I lowered the gun hesitantly, letting it waver in the general direction from which the voice came. It was a strange introduction, but the possessor of the voice must have been as frightened by my bursting suddenly into the cave as I had been on finding it already occupied.
"What are you doing here?" I asked.
"That's supposed to be my question," said Mister J. J. Abrogado. "Who are you? And what was it that frightened you?"
"Sorry," I apologized. "My name's Ross. I'm an archeologist. I was on a trip alone in my ground car when it broke down. Being no mechanic, I couldn't fix it. I decided to walk back to Marsport. I walked all day and most of this night, when—Well, listen!"
I bent my head to one side. Through the earphones of my headwarmer I could hear from far away a vague presentiment of movement, a dim blur upon the horizon of sound.
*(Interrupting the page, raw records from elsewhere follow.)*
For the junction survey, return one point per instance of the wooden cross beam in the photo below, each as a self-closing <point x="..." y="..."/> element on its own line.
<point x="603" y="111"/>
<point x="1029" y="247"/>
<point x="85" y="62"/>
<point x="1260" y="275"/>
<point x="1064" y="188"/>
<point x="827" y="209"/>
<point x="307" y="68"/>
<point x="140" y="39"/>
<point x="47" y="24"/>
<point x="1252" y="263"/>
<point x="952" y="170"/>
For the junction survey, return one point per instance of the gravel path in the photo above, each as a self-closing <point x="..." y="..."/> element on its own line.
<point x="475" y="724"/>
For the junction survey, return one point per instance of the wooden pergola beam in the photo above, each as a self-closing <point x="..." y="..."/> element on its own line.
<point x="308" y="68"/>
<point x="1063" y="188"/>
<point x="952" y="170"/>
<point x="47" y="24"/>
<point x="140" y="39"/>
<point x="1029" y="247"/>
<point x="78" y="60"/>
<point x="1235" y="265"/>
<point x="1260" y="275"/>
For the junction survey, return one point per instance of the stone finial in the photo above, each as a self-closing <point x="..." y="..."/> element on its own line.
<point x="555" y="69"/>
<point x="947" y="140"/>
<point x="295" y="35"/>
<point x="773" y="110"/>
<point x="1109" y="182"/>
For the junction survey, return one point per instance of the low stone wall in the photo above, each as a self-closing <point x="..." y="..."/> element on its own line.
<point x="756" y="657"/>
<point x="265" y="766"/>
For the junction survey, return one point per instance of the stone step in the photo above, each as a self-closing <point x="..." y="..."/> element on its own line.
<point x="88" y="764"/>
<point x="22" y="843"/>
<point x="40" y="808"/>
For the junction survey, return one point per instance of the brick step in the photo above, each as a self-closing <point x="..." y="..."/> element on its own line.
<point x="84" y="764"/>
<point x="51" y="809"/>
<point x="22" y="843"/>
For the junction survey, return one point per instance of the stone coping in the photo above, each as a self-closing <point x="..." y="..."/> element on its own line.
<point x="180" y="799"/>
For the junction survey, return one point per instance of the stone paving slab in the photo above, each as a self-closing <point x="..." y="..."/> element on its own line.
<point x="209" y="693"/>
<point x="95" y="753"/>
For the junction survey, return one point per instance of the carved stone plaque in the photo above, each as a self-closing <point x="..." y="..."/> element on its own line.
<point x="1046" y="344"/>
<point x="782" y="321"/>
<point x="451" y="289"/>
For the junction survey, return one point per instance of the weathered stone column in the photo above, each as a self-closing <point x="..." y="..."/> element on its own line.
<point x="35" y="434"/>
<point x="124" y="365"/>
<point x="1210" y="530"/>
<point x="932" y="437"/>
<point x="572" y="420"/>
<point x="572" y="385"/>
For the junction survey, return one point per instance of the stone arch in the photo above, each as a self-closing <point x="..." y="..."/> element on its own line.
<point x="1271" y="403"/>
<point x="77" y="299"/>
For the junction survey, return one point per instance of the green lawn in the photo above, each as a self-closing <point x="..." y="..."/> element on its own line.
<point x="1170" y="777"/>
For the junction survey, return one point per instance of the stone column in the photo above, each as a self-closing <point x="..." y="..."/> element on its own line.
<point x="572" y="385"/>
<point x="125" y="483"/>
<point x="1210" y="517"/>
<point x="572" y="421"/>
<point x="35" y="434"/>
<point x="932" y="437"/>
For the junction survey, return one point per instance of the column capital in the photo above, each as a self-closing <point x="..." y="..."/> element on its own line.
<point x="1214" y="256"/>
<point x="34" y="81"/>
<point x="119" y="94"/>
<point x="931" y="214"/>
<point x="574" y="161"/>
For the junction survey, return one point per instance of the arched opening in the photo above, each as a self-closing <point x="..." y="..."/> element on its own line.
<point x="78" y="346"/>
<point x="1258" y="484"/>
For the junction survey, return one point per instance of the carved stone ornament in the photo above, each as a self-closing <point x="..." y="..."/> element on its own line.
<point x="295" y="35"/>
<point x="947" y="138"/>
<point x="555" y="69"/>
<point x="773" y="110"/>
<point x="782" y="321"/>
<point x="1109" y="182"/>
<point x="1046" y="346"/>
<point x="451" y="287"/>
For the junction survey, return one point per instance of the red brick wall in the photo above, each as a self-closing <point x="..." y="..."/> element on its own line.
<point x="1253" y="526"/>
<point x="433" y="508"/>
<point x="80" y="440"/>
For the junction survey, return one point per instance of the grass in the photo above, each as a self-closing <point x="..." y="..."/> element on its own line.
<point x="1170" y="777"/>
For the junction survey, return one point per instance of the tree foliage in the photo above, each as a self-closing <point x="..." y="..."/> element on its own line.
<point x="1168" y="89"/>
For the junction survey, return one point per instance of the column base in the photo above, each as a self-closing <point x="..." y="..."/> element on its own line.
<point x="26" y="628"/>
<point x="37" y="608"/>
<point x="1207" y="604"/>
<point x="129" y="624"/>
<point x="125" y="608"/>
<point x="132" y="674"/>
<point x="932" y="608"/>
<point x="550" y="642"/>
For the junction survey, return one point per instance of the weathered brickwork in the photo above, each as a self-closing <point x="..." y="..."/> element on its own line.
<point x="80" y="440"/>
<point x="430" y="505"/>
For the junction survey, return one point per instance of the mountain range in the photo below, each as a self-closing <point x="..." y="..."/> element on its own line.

"The nightrunners," said Abrogado in recognition. "I thought it might have been something else that frightened you." There was an unspoken question in his silence.
"What?" I asked, wondering.
The cave was like a bottle of blackness. I could see nothing of my companion, not even his head and shoulders which must have been thrust rather sharply forward.
"The Nobles," said the prospector. "I thought perhaps you had seen a Noble."
The presentiment of movement had become a distant murmur, and my hand against the cave wall could detect a soft, smooth trembling.